军帽
■李 丽
夜色漫过窗沿,工作终于告一段落,我揉着发胀的太阳穴收拾桌面。手机屏幕亮起来,是丈夫打来的视频电话。接通的瞬间,映入眼帘的是儿子攥在手里、顶在下巴上的那顶玩具迷彩军帽。
儿子今年5岁,往常一回到家就会叽叽喳喳地说着幼儿园的事。这时他却蔫蔫的,指尖反复抠着玩具军帽的塑料帽徽。丈夫在旁轻声提醒:“跟妈妈说呀。”他才抬起眼,声音带着哭腔:“妈妈,今天班上一个小朋友带了他爸爸的真帽子,我的是假的。”

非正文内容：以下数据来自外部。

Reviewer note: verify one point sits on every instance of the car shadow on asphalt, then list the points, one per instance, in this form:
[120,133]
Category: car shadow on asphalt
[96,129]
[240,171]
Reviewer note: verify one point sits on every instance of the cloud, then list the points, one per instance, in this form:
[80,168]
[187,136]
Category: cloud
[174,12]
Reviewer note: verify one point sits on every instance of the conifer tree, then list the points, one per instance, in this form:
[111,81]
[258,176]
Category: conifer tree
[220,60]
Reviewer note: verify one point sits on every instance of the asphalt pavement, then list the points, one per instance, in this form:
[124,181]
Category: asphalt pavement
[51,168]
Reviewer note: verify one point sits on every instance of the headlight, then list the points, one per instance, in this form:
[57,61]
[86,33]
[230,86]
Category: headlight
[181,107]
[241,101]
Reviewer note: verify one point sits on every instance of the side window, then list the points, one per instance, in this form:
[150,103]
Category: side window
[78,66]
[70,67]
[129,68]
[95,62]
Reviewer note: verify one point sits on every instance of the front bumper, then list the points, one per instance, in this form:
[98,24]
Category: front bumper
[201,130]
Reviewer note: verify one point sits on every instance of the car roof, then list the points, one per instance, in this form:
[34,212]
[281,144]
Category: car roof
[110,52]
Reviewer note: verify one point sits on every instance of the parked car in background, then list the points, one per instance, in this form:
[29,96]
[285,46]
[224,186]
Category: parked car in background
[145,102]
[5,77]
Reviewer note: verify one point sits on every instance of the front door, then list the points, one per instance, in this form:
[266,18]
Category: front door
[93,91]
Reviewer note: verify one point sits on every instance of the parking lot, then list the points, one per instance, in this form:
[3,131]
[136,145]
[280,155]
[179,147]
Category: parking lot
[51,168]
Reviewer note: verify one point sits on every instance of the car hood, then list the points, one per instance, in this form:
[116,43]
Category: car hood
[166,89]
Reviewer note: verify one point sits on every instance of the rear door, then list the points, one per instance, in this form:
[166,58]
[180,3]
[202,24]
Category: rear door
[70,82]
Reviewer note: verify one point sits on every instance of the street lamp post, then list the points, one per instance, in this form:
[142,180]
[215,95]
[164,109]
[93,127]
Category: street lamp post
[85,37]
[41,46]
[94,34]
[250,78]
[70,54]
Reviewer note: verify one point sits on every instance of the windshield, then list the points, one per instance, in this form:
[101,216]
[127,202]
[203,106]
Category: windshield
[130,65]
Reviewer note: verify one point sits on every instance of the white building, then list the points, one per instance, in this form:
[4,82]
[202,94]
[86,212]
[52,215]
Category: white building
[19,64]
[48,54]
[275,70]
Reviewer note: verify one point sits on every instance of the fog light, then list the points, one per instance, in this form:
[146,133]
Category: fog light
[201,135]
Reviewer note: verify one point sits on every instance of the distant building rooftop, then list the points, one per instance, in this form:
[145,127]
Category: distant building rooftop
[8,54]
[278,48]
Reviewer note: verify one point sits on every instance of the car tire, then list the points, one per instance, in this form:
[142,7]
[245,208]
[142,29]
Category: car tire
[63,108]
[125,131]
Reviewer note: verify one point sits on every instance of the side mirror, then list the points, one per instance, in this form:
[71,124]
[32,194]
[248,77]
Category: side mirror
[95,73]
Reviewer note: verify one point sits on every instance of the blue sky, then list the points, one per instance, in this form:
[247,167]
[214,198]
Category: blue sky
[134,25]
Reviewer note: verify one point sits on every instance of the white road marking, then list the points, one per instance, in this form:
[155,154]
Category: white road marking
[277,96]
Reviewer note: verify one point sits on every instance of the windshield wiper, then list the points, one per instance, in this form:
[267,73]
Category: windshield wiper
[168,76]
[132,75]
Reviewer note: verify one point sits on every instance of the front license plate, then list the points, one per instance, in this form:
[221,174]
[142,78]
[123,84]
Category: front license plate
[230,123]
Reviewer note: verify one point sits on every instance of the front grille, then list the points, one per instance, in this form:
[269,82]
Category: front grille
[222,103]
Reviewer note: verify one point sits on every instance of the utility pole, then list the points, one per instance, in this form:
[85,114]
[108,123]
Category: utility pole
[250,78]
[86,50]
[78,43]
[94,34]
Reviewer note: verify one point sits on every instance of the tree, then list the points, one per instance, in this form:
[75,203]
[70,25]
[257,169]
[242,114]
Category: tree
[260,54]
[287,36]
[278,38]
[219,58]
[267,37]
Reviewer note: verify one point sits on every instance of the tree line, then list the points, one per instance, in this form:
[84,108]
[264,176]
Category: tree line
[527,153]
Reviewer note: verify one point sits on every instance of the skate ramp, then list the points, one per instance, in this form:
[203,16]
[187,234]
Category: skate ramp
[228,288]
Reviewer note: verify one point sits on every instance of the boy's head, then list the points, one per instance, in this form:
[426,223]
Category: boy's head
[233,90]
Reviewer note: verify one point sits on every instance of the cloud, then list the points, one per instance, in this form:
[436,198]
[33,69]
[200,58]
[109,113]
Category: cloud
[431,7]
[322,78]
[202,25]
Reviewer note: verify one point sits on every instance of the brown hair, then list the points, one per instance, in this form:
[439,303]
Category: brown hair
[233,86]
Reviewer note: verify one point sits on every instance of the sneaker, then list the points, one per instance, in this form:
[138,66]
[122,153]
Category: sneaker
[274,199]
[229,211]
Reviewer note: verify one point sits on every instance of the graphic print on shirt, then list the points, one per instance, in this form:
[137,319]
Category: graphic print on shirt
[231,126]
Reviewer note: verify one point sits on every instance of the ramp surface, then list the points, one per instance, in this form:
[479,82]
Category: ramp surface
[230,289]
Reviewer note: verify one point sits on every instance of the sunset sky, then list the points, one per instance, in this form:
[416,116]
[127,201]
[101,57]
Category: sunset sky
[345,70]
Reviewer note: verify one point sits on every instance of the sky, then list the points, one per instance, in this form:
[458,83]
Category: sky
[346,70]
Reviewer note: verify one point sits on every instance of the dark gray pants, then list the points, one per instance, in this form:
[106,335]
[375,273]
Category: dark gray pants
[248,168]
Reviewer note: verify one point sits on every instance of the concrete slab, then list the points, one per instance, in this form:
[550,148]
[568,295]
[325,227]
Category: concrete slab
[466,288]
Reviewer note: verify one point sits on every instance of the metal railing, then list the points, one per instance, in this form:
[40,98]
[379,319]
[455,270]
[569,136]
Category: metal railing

丈夫在旁补充,当天幼儿园举办“我的爸爸妈妈”职业分享,有个小朋友带了父亲的警帽去,全班都围着看。儿子攥着自己的玩具迷彩军帽坐了一下午,回家就一直闷闷不乐。
我心里“咯噔”一下。
我在武警某支队服役,加班是家常便饭,遇上重大任务连轴转十几天也是常事。回家前,我一般会换上便装。那些常服、作训服,全都规规整整收在营区储物柜里,连配套的军帽也从没带回家过。可以说,儿子对我“军人”身份的全部印象,大概只有家中相框里那几张授衔、领奖的正装照,还有去年逛文创店时,我给他买的这顶巴掌大的玩具迷彩军帽。
他一直把这顶小帽子当宝贝,在家总戴着跑来跑去,说自己也是“小军人”。我从前只当是小孩子玩闹,从没往深处想。

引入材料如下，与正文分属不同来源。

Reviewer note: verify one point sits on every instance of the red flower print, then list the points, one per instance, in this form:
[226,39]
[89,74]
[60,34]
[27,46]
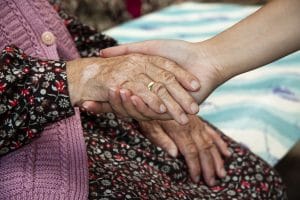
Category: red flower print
[14,102]
[2,87]
[25,92]
[9,49]
[246,184]
[60,86]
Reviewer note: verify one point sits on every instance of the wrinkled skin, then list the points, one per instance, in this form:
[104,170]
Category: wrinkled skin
[93,79]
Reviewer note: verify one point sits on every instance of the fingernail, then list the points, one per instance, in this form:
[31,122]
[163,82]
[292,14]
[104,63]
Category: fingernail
[173,152]
[229,152]
[223,172]
[84,106]
[134,101]
[123,95]
[195,84]
[162,108]
[212,182]
[184,119]
[112,92]
[194,108]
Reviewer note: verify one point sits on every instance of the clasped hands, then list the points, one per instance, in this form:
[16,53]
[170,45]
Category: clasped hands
[150,87]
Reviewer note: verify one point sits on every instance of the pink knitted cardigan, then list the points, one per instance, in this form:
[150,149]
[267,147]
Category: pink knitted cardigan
[55,165]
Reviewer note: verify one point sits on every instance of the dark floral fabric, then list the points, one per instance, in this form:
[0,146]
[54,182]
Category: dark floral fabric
[123,164]
[33,93]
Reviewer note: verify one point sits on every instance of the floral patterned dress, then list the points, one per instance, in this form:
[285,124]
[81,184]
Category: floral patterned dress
[123,164]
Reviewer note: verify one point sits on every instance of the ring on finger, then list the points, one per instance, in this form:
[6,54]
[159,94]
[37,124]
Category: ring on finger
[150,86]
[208,146]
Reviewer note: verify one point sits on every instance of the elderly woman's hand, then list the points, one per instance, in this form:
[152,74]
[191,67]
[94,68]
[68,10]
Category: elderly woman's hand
[95,79]
[196,58]
[200,145]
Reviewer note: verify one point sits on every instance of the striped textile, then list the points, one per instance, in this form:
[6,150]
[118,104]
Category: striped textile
[260,109]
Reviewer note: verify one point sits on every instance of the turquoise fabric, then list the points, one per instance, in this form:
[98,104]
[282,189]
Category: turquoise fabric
[260,109]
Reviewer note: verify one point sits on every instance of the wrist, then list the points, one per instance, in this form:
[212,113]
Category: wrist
[208,56]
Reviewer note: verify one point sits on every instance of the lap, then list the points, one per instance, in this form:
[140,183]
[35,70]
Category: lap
[124,164]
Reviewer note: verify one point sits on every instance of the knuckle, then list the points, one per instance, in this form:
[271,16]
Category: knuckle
[168,77]
[160,89]
[191,150]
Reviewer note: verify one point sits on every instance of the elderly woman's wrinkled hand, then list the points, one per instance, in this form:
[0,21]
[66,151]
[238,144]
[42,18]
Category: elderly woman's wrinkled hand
[162,89]
[201,146]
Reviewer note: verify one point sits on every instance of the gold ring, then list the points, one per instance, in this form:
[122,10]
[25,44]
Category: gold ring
[208,146]
[150,86]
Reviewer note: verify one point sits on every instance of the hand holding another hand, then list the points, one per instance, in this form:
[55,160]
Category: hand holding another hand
[96,79]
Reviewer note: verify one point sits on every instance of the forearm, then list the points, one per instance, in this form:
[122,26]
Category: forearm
[269,34]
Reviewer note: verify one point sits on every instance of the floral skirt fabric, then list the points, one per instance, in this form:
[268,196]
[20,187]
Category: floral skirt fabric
[123,164]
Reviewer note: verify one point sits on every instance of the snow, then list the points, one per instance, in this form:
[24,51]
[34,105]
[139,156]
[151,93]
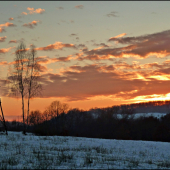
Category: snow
[57,152]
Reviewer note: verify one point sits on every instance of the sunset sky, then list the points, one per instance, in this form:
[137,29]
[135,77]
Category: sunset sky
[93,54]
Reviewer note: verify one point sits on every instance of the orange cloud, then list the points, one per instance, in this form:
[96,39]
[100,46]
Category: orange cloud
[5,50]
[79,6]
[30,9]
[13,41]
[7,24]
[24,13]
[2,30]
[118,36]
[37,11]
[56,45]
[31,24]
[3,63]
[2,39]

“妈妈的军帽都放在单位呀,”我尽量放软声音,“工作的时候才戴。”
“那你为什么不带回家?”他立刻反问,小嘴抿得紧紧的,“我想戴真的,想跟妈妈戴一样的帽子。”
挂断电话,我拉开储物柜的门。笔挺的常服旁,卷檐帽端正地摆在隔板上。我忽然明白,对儿子来说,这顶帽子是他在照片里见过的妈妈的“另一面”,是他小小的心中大大的骄傲。
他见过我系着围裙做饭的样子,见过我给他讲睡前故事的样子,见过我休假带他去公园的样子,却从没见过我戴着军帽、穿着军装的样子。他想要一顶真军帽,不是羡慕别的小朋友,是想实实在在地看到他引以为傲的“军人妈妈”,到底是什么模样。

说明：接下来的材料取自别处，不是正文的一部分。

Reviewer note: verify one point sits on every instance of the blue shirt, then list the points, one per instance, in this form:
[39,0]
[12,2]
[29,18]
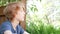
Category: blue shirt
[8,26]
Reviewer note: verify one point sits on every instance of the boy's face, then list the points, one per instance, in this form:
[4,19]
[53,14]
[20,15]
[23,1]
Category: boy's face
[20,14]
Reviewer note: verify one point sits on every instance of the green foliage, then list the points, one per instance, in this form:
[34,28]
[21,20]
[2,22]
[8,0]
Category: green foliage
[4,2]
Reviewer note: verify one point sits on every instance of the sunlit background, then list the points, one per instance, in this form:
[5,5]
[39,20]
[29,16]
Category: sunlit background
[43,16]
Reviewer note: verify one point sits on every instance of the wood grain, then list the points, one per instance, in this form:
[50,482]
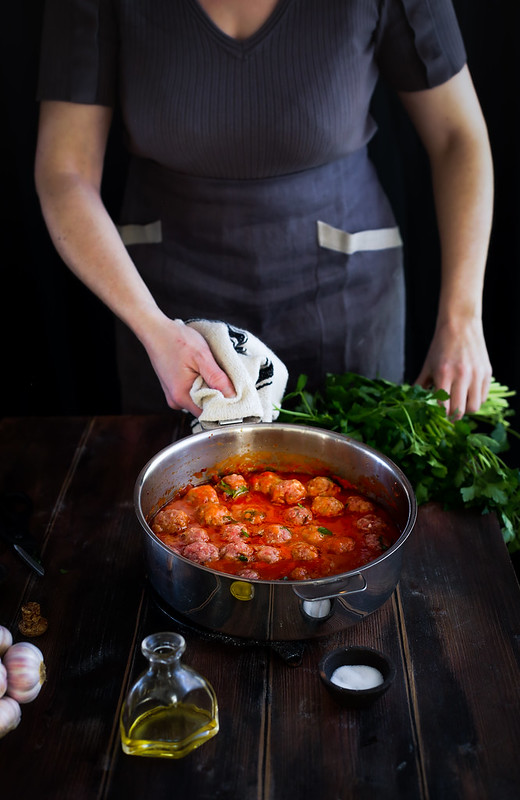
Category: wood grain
[447,729]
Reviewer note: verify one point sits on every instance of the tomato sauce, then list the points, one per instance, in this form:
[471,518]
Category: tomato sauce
[274,525]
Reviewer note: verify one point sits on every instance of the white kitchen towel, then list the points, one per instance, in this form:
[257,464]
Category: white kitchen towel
[258,375]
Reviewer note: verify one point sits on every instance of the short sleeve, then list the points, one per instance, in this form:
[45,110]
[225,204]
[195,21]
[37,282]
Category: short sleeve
[78,58]
[419,44]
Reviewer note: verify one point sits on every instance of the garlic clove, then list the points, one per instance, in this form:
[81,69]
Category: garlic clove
[10,715]
[3,679]
[6,639]
[25,671]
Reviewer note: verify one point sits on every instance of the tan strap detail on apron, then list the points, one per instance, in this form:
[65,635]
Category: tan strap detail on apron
[141,234]
[343,242]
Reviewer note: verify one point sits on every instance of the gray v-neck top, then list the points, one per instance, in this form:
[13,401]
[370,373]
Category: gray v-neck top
[293,96]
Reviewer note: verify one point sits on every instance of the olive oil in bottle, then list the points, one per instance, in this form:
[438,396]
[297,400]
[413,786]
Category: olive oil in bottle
[171,709]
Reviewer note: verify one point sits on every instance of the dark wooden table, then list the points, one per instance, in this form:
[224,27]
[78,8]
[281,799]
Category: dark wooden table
[448,728]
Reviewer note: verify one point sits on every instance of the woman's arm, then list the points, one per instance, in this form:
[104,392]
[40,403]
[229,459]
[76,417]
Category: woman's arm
[69,166]
[450,124]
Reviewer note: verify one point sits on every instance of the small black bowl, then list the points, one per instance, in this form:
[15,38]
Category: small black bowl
[343,656]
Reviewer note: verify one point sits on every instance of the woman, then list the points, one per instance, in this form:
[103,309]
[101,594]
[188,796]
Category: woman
[250,197]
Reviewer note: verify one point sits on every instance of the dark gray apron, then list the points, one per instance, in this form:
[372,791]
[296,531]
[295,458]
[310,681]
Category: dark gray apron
[311,263]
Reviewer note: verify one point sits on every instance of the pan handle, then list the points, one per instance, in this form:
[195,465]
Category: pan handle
[356,583]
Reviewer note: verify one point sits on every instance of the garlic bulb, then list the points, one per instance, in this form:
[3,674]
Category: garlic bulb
[6,639]
[25,671]
[3,679]
[10,715]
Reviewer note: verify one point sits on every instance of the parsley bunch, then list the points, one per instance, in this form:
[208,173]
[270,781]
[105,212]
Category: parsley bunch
[453,462]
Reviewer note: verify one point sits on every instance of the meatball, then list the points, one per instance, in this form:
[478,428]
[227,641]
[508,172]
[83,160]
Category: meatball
[236,550]
[270,555]
[275,534]
[291,491]
[327,506]
[263,481]
[297,515]
[303,551]
[201,552]
[323,487]
[170,520]
[213,514]
[360,504]
[202,494]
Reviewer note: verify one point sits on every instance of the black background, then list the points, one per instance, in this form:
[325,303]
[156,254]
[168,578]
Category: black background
[57,339]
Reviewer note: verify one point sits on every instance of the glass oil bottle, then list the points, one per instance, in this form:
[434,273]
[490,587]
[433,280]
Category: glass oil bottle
[171,709]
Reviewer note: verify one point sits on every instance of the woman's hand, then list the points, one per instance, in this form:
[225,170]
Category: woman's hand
[450,124]
[180,354]
[69,167]
[457,361]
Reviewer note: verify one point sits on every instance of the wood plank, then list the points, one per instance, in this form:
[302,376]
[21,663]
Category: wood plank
[35,457]
[321,749]
[226,766]
[90,594]
[461,617]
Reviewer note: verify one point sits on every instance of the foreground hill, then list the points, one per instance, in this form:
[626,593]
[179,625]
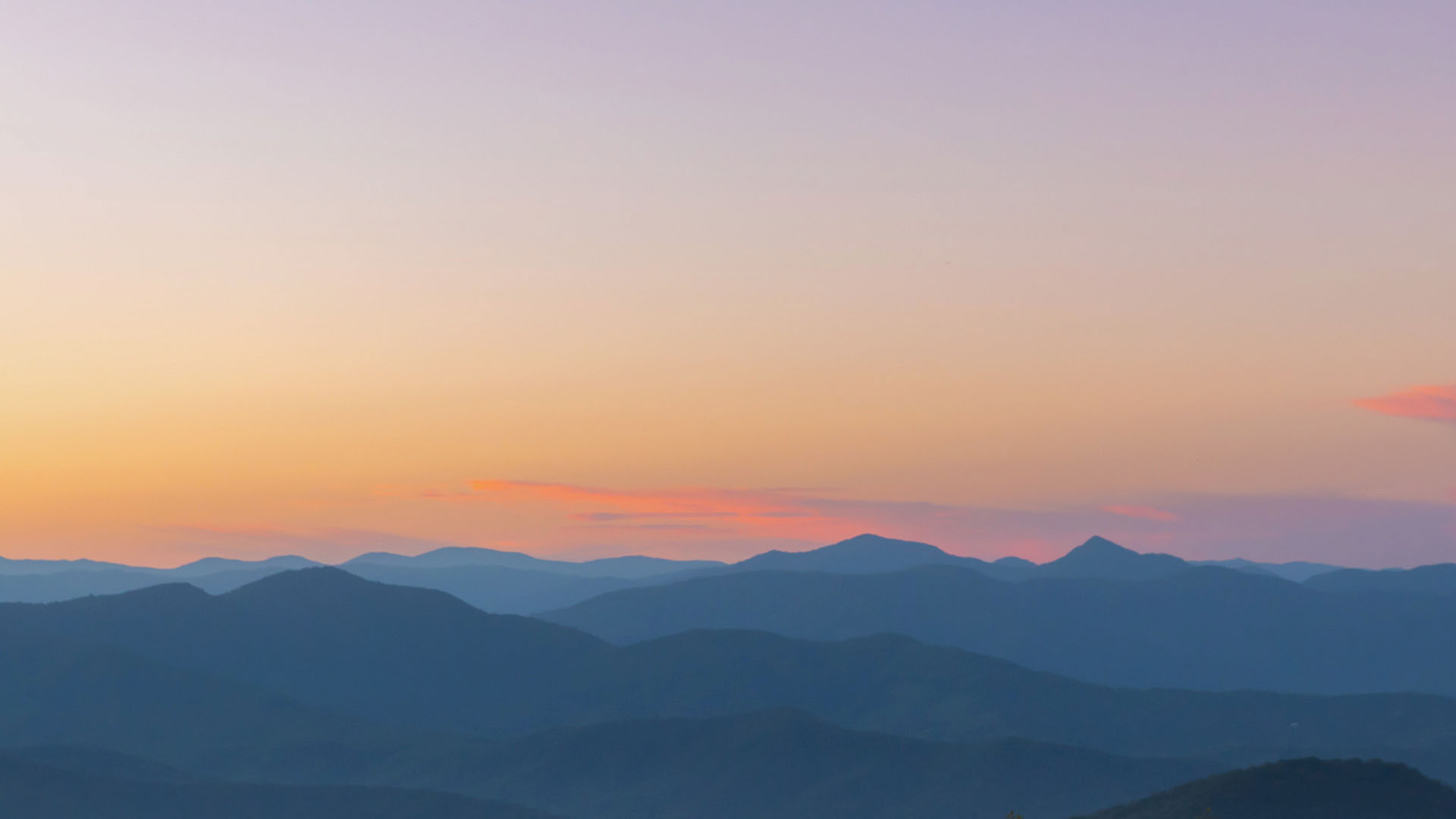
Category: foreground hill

接下来的周末,我拿出常服和卷檐帽,用防尘袋装好,一起带回了家。
推开家门时,儿子正戴着他的玩具迷彩军帽在客厅玩。看见我手里的防尘袋,他的眼睛一下子亮了。我蹲下身,慢慢取出那顶橄榄绿的卷檐帽,帽徽在客厅的灯光下泛着柔和的光。
他屏住呼吸,小手轻轻碰了碰帽檐,又小心翼翼地把帽子举起来,扣在自己头上。帽子太大,顺着额头滑下来,遮住了他的半张脸。他却咯咯地笑个不停,扶着帽子跑到穿衣镜前,左看右看舍不得摘。
晚上,我收拾完家务,坐在床边,看着睡得香甜的儿子和被他放在枕头旁的军帽。我明白,军帽凝结着我的职责,也寄托着他的向往。如今,这顶军帽真切落在孩子的童年里,让他知道:妈妈的戎装里,有使命,也有对他的爱。